Word Count: 2650
Disclaimer: Does not own.
Summary: Hotch and Reid are carpool buddies, chase butterflies with Jack.
AN: Written for this comment_fic prompt: chasing butterflies
Thanks to sinstralpride for making me do this and for fixing my crazy.
The tepid Spring warmth of DC was a welcome relief to the agents after the stifling humidity of Arizona has soaked them through with sweat and tears. The case had been a hard one, emotionally draining as the agents watched the cops of a town slowly disappear, even one that had been on the investigation. Morgan was especially troubled, spending much of the plane ride home staring at the clouds passing by.
The plane had landed and the agents had dutifully filed back into the J. Edgar Hoover building, intent on filing away the paperwork and stepping through the bureaucracy of FBI protocol, to getting home quickly to their own homes and beds.
Hotch was always the last one to leave, squirreled away under the red tape and the hard to answer questions. He felt a small sense of relief when he saw his team quietly file out one by one, the ghost of a smile that never touched his lips stirring within him to think of them at home and safe. It wasn't unusual for Hotch to be the one to turn all the lights off and lock the door behind him, to come out to a mostly empty parking garage and drive home in nothing but the dim glow of the streetlights to keep him company. He walked out to see Spencer Reid bent over and huddled under the hood of his car, muttering things he couldn't quite make out.

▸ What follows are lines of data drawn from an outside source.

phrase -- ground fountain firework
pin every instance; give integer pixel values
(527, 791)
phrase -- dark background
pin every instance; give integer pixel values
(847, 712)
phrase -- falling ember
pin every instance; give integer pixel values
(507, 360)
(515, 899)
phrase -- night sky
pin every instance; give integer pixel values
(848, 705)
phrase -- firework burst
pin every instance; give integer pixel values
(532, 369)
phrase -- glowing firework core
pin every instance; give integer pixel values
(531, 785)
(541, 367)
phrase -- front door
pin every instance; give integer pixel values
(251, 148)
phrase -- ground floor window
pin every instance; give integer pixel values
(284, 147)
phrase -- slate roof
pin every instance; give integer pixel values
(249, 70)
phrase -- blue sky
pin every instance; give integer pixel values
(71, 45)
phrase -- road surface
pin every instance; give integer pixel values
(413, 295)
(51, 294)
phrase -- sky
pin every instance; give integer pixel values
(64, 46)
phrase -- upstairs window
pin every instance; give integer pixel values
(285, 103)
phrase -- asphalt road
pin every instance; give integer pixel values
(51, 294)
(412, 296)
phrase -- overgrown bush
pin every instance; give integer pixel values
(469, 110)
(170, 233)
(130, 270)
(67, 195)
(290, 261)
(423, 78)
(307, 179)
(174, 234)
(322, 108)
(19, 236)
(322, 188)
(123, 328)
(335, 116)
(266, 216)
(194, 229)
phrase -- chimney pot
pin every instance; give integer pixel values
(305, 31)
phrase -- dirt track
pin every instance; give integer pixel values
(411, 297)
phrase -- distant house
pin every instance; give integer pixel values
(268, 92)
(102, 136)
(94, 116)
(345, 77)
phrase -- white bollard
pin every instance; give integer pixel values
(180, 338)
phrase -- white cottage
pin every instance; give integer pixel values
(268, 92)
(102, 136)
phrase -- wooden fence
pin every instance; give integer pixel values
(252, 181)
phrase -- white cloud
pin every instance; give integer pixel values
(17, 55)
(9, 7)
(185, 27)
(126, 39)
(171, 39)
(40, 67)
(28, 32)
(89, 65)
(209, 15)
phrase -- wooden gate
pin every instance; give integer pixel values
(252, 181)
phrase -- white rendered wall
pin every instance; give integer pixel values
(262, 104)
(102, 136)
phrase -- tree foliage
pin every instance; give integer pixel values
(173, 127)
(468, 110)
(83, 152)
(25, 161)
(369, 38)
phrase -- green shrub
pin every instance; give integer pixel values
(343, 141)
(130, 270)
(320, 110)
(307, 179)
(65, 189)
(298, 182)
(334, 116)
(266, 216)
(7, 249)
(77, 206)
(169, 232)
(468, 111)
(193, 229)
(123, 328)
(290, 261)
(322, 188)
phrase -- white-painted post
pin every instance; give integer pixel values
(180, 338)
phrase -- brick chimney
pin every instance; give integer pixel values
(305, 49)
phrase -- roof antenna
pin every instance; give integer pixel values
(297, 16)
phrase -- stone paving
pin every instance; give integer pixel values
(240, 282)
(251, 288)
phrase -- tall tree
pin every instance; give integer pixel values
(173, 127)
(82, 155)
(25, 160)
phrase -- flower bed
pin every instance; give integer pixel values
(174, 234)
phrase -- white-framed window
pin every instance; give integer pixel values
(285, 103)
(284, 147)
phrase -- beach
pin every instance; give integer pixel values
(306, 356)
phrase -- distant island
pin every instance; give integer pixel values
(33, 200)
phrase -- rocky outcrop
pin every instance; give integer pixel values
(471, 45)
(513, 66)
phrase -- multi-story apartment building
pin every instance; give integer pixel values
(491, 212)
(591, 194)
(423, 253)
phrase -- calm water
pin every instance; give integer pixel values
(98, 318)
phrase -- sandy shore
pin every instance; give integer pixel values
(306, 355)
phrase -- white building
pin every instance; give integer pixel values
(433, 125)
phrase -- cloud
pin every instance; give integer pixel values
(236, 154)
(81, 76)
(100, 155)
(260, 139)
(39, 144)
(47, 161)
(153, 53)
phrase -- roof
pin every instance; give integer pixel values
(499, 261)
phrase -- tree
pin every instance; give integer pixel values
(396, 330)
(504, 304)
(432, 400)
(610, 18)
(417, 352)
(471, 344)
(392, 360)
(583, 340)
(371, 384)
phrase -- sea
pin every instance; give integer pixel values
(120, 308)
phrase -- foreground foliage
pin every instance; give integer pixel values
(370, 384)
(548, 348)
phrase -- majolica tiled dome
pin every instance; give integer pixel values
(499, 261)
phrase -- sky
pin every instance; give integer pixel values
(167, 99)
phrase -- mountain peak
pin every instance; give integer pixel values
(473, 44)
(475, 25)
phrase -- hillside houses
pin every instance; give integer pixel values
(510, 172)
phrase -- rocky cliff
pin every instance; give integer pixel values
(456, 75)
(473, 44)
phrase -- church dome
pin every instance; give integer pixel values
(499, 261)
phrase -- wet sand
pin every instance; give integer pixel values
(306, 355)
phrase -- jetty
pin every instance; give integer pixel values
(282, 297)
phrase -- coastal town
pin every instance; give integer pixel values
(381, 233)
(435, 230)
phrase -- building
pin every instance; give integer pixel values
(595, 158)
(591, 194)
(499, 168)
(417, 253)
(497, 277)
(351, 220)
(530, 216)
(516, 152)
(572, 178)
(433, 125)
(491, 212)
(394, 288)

"Reid," Hotch announced his presence with the name. Reid popped up, narrowly missing conking his head on the hood.
"Hotch," he said, that streak of coltish nervousness present in his voice. Hotch let his head tilt to the side slightly as he categorized Reid and the situation. The younger man looked almost ashamed to be caught by his boss, his long, greasy fingers twitching against each other low on his waist like he was trying to keep them out of Hotch's vision without hiding them. He chuckled nervously before he spoke again, "Burning the old midnight oil?" It was a nervous tic of Reid's, that catch in his voice.
"Is something the matter, Reid?"
"Uh," Reid looked quickly back to his car before his head snapped back to face Hotch, realizing that his actions were more telling than anything he said, "I can't get my car to start?"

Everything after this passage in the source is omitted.